After his expected Nf4 I planned to exchange rooks and thought that the arising endgame should be good for me. I consider his g5 a mistake, though computer doesn’t think so. The problem is, he usually plays very aggressively, but this is not a position for that. Qg6 was a mistake, he had to exchange light pieces, N vs. B endgame is a draw. Interesting that I thought that I could win it because of his bad bishop, but actually it is bad only on a queenside, as most of the shootouts end in a draw.

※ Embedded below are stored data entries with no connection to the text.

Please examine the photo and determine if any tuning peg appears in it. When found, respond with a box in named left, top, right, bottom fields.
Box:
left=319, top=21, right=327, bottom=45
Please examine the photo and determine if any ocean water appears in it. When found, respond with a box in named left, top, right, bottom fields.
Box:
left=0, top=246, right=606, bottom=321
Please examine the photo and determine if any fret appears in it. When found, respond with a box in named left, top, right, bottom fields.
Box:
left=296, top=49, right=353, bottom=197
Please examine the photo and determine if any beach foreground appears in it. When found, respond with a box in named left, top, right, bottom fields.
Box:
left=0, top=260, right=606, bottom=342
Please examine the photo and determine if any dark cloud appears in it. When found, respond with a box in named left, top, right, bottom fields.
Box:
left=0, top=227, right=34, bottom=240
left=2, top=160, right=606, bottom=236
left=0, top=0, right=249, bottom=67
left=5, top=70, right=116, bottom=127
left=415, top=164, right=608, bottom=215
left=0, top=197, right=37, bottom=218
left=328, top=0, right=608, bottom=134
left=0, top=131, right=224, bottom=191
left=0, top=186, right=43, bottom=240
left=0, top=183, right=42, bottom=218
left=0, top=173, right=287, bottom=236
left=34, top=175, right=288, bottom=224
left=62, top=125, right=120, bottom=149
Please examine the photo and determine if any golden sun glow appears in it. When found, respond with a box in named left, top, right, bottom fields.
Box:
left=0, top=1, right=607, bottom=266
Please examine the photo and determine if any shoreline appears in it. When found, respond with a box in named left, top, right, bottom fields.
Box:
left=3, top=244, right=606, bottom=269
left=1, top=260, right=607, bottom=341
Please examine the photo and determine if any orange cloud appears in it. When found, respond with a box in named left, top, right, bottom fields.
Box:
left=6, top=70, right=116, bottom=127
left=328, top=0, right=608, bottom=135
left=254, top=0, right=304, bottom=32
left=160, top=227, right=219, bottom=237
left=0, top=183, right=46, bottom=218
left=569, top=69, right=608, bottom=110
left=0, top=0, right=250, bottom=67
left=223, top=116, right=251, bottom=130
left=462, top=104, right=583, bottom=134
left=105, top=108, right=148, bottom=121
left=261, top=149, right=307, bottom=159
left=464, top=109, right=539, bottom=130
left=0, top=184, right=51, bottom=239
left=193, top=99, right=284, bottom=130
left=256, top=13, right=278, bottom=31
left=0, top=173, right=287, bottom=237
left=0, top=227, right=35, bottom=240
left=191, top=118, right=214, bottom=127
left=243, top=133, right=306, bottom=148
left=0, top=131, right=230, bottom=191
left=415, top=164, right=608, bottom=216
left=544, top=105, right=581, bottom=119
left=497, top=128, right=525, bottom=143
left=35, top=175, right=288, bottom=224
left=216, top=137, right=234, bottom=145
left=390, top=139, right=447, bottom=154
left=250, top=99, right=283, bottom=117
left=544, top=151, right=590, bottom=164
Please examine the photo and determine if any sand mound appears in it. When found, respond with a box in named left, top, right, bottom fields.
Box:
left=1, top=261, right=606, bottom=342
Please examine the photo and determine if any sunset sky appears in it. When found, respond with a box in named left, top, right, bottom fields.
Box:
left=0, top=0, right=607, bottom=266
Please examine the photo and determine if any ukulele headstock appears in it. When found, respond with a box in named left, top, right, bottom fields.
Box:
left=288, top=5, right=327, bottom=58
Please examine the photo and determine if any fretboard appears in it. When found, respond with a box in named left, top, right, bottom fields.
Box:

His Qf7 and Kg6 were mistakes too, I think he underestimated my chances. After 34. Nf3 I expected Qf6 and was very surprised when he quickly played Qf5 and went away. I checked everything and played Nh4+. When he came back he realized that he blundered and resigned.
January 18, 2015
My opponent was a boy, his rating rose 300 points since we played 2 years ago, I won then. I got White and replied with my usual Moscow variation to his Sicilian. In this game I decided not to play my regular 5. c4 and chose more quiet line. It was a very positional struggle until I played 34. f5. He could play 34. bxc3 35. bxc3 Qb6 36. fxe6 Rxe5 37. fxe6 with pretty much equal position, but played Qb5. Then he made another mistake playing Rxe5. I saw that I could play 36. Qa8+ and then take on f7, but thought that he has Rf5. What I didn’t see was Qe4 and then g6 loses because of Qe8. It was a golden opportunity which I missed.

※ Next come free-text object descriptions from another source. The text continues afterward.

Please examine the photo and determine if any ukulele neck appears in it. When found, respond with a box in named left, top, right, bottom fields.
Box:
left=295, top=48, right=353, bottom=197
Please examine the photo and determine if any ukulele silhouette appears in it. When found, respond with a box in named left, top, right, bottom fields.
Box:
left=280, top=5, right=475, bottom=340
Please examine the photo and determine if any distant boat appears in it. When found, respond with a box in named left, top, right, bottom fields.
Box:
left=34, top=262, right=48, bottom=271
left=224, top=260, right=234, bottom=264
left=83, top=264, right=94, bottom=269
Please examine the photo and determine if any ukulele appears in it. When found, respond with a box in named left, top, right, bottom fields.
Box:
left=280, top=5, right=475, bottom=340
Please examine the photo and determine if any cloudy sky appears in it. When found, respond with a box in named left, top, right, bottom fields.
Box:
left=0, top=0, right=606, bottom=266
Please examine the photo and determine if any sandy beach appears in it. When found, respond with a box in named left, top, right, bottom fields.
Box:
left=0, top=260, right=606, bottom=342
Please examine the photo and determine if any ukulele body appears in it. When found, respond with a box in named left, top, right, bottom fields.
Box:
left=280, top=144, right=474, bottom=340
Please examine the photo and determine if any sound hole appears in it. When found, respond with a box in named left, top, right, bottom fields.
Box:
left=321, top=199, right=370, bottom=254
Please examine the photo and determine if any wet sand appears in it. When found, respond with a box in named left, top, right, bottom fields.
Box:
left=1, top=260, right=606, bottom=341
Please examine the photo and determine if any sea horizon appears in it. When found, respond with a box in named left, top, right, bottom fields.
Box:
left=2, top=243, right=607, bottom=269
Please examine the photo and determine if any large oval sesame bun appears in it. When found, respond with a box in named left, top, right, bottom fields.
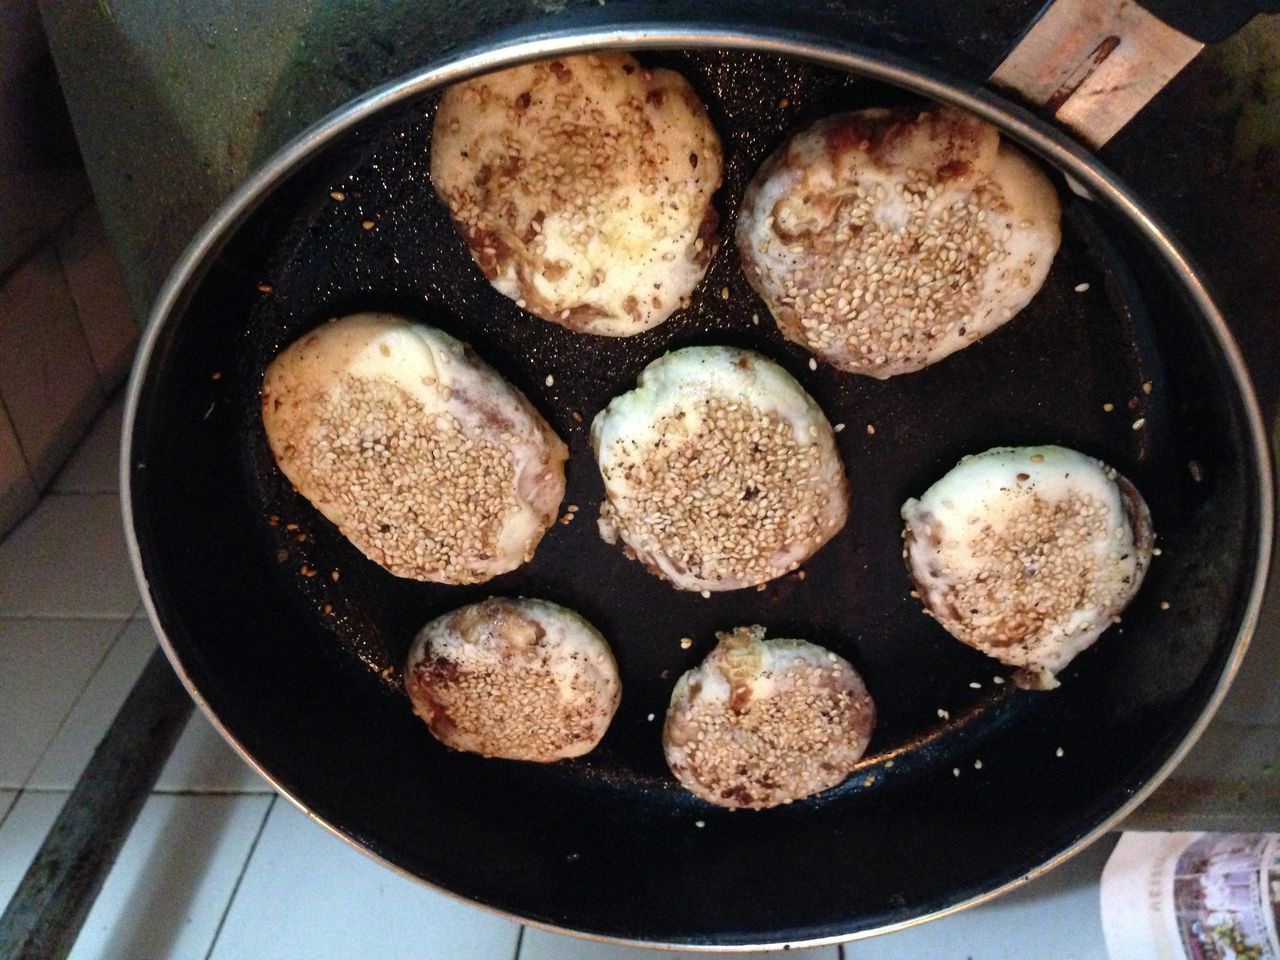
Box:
left=591, top=346, right=849, bottom=593
left=664, top=625, right=876, bottom=809
left=261, top=313, right=567, bottom=584
left=406, top=597, right=621, bottom=762
left=901, top=445, right=1154, bottom=689
left=430, top=53, right=722, bottom=337
left=736, top=105, right=1061, bottom=378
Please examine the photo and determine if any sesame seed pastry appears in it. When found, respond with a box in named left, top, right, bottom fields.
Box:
left=901, top=445, right=1154, bottom=690
left=406, top=597, right=621, bottom=761
left=430, top=52, right=722, bottom=336
left=591, top=346, right=849, bottom=593
left=737, top=105, right=1061, bottom=377
left=663, top=625, right=876, bottom=809
left=261, top=313, right=567, bottom=584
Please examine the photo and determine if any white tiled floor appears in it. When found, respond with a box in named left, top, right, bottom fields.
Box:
left=0, top=493, right=138, bottom=617
left=0, top=618, right=129, bottom=786
left=65, top=794, right=272, bottom=960
left=208, top=799, right=522, bottom=960
left=0, top=790, right=68, bottom=909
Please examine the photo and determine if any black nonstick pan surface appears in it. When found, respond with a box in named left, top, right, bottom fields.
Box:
left=124, top=27, right=1271, bottom=950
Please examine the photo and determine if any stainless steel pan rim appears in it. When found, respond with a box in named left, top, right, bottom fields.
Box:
left=120, top=21, right=1275, bottom=952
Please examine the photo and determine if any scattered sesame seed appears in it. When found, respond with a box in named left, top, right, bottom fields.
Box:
left=796, top=570, right=806, bottom=580
left=1074, top=282, right=1090, bottom=293
left=1142, top=381, right=1152, bottom=394
left=700, top=589, right=712, bottom=599
left=545, top=374, right=555, bottom=387
left=993, top=676, right=1005, bottom=685
left=257, top=283, right=273, bottom=293
left=211, top=371, right=222, bottom=381
left=952, top=767, right=961, bottom=778
left=969, top=681, right=981, bottom=689
left=808, top=357, right=818, bottom=371
left=330, top=569, right=341, bottom=582
left=1160, top=601, right=1170, bottom=610
left=974, top=759, right=983, bottom=770
left=756, top=584, right=767, bottom=592
left=300, top=565, right=317, bottom=577
left=329, top=190, right=346, bottom=201
left=884, top=759, right=894, bottom=768
left=361, top=219, right=376, bottom=230
left=571, top=410, right=583, bottom=423
left=647, top=713, right=656, bottom=722
left=1103, top=402, right=1114, bottom=412
left=866, top=424, right=876, bottom=435
left=695, top=820, right=706, bottom=829
left=285, top=523, right=299, bottom=531
left=567, top=504, right=579, bottom=513
left=516, top=299, right=527, bottom=309
left=1132, top=418, right=1146, bottom=430
left=1055, top=747, right=1065, bottom=758
left=1030, top=453, right=1044, bottom=463
left=751, top=313, right=760, bottom=325
left=834, top=423, right=845, bottom=433
left=720, top=286, right=730, bottom=300
left=322, top=603, right=333, bottom=614
left=937, top=708, right=950, bottom=720
left=1153, top=547, right=1162, bottom=556
left=1188, top=460, right=1204, bottom=482
left=778, top=97, right=789, bottom=109
left=680, top=637, right=693, bottom=649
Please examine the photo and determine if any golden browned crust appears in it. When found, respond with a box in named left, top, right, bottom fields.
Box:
left=406, top=598, right=621, bottom=762
left=736, top=105, right=1061, bottom=378
left=431, top=53, right=723, bottom=337
left=663, top=626, right=876, bottom=809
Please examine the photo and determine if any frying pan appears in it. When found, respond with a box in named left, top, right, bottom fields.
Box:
left=122, top=18, right=1273, bottom=951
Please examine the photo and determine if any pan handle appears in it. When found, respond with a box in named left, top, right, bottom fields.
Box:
left=991, top=0, right=1279, bottom=147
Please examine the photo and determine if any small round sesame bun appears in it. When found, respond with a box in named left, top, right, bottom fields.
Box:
left=591, top=346, right=849, bottom=592
left=430, top=53, right=722, bottom=337
left=901, top=445, right=1154, bottom=689
left=663, top=626, right=875, bottom=809
left=405, top=597, right=621, bottom=762
left=736, top=105, right=1061, bottom=378
left=262, top=313, right=567, bottom=584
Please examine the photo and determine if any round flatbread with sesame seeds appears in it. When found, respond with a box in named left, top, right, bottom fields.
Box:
left=261, top=313, right=567, bottom=584
left=590, top=346, right=849, bottom=593
left=430, top=52, right=722, bottom=337
left=736, top=105, right=1061, bottom=378
left=901, top=445, right=1154, bottom=689
left=405, top=597, right=621, bottom=761
left=663, top=625, right=876, bottom=809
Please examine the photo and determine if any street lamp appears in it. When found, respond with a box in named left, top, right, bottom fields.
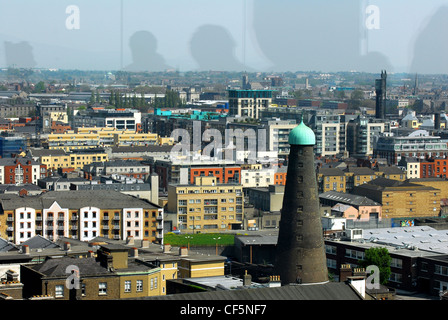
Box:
left=185, top=236, right=193, bottom=250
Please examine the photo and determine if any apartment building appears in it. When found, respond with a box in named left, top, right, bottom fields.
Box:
left=28, top=148, right=108, bottom=171
left=346, top=116, right=385, bottom=157
left=374, top=130, right=448, bottom=165
left=317, top=167, right=346, bottom=193
left=0, top=190, right=163, bottom=244
left=0, top=158, right=46, bottom=185
left=45, top=128, right=158, bottom=151
left=167, top=176, right=243, bottom=233
left=228, top=89, right=273, bottom=119
left=398, top=157, right=421, bottom=179
left=83, top=159, right=150, bottom=180
left=352, top=177, right=441, bottom=219
left=150, top=158, right=239, bottom=190
left=73, top=107, right=142, bottom=131
left=241, top=164, right=276, bottom=188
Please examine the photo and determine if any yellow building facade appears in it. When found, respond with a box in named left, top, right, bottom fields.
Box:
left=46, top=127, right=160, bottom=151
left=167, top=176, right=244, bottom=233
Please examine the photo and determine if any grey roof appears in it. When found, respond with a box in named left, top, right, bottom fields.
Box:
left=21, top=235, right=60, bottom=250
left=362, top=226, right=448, bottom=255
left=343, top=167, right=375, bottom=175
left=0, top=237, right=19, bottom=252
left=31, top=256, right=111, bottom=277
left=0, top=158, right=40, bottom=166
left=28, top=148, right=67, bottom=157
left=0, top=190, right=161, bottom=211
left=362, top=177, right=436, bottom=190
left=236, top=234, right=278, bottom=246
left=0, top=184, right=43, bottom=192
left=111, top=145, right=173, bottom=153
left=146, top=281, right=362, bottom=300
left=318, top=168, right=345, bottom=176
left=319, top=191, right=380, bottom=206
left=374, top=166, right=405, bottom=174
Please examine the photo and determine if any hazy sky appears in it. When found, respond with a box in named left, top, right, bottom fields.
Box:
left=0, top=0, right=448, bottom=74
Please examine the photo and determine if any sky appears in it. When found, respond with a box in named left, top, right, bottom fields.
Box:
left=0, top=0, right=448, bottom=74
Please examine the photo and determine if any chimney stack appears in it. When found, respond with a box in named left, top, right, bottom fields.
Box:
left=141, top=239, right=150, bottom=248
left=22, top=245, right=30, bottom=254
left=179, top=247, right=188, bottom=257
left=64, top=242, right=71, bottom=251
left=339, top=264, right=353, bottom=282
left=131, top=247, right=138, bottom=258
left=243, top=270, right=252, bottom=286
left=126, top=236, right=134, bottom=246
left=163, top=244, right=172, bottom=253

So after I won a pawn his counterstrike a3 made the game equal. I had to take care of his “c” pawns and it became a completely drawn position. During the post-mortem we still did not see 36. Qa8+ winning the game.
January 7, 2015
Posted by rollingpawns under chess
, chess endgames
| Tags: Pirc defense
It was a first round. My opponent was a guy rated 100 higher, I lost to him two months ago. So, I got White and he played Pirc defence. Usually I am not very good against it, so I was careful. After Bxd5 I thought that my bishop is not better than his knight and decided to exchange it. Then I went for queens exchange.

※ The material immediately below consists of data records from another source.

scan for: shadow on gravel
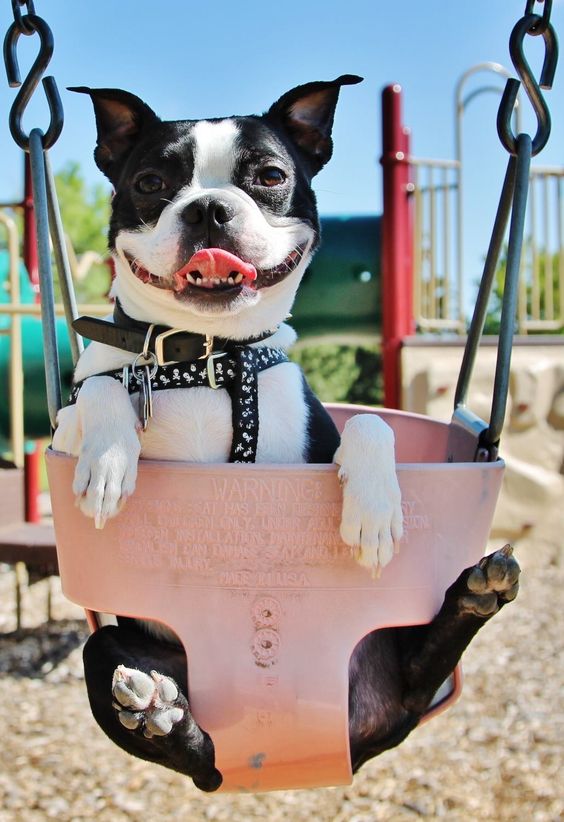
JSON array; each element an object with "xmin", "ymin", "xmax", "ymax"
[{"xmin": 0, "ymin": 619, "xmax": 89, "ymax": 678}]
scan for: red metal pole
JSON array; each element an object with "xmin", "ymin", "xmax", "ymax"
[
  {"xmin": 23, "ymin": 154, "xmax": 40, "ymax": 291},
  {"xmin": 23, "ymin": 154, "xmax": 41, "ymax": 523},
  {"xmin": 380, "ymin": 84, "xmax": 415, "ymax": 409}
]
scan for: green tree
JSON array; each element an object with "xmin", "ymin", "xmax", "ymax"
[
  {"xmin": 54, "ymin": 161, "xmax": 111, "ymax": 303},
  {"xmin": 484, "ymin": 242, "xmax": 563, "ymax": 334}
]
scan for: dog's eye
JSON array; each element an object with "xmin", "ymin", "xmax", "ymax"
[
  {"xmin": 256, "ymin": 167, "xmax": 286, "ymax": 187},
  {"xmin": 135, "ymin": 173, "xmax": 166, "ymax": 194}
]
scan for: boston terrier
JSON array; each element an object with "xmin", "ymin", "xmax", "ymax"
[{"xmin": 52, "ymin": 76, "xmax": 520, "ymax": 792}]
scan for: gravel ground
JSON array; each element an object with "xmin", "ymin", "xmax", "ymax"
[{"xmin": 0, "ymin": 506, "xmax": 562, "ymax": 822}]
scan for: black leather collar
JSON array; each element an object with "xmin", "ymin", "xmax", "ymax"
[{"xmin": 72, "ymin": 300, "xmax": 279, "ymax": 364}]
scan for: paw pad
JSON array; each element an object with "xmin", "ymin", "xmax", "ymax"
[
  {"xmin": 112, "ymin": 666, "xmax": 185, "ymax": 739},
  {"xmin": 462, "ymin": 545, "xmax": 520, "ymax": 617}
]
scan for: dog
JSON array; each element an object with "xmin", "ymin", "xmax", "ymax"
[{"xmin": 52, "ymin": 76, "xmax": 520, "ymax": 792}]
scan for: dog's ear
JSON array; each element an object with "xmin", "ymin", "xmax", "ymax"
[
  {"xmin": 68, "ymin": 87, "xmax": 160, "ymax": 183},
  {"xmin": 266, "ymin": 75, "xmax": 362, "ymax": 174}
]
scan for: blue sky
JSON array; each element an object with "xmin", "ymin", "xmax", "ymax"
[{"xmin": 0, "ymin": 0, "xmax": 562, "ymax": 302}]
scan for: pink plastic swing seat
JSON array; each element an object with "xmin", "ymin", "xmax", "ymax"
[{"xmin": 46, "ymin": 405, "xmax": 504, "ymax": 793}]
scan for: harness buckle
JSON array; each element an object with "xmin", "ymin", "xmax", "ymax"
[{"xmin": 207, "ymin": 350, "xmax": 228, "ymax": 389}]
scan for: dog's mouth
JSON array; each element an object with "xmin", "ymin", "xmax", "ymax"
[{"xmin": 126, "ymin": 245, "xmax": 307, "ymax": 298}]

I knew that he will play f5 at some point to attack e4 pawn, c4 was also planned. Then after Bg6 game became sharper. I had to be careful to play the right moves. Bd3 forced me to think for some time until I realized that he is losing a pawn. This was probably a classical example of overstretching, he wanted to win too much. Fritz recommends Ng7 instead of Ng3, it just seemed risky to me to put my knight there. Ng7 wasn’t winning anyway. Kd3 was a blunder, though Fritz doesn’t think so. It is actually a draw here anyway. I was getting tired, as we were playing already for 4 hours.
After 65. Na7 I asked TD if it would be a draw if I take the pawn and he said he is not sure. Actually I can blunder my bishop and it would be a win for him, right. So, I didn’t do it. Then after 68 moves I got a bit angry with him continuing to play for a win, said: “OK, let’s play” and took the pawn. Then I told him that I will be giving checks with my bishop. Usually I do not behave like that, it’s just I thought that his behavior was on the boundary of no respect for his opponent. After a few moves I saw that he can’t do anything and calmed down. Then he realized the same and offered a draw. It was midnight already.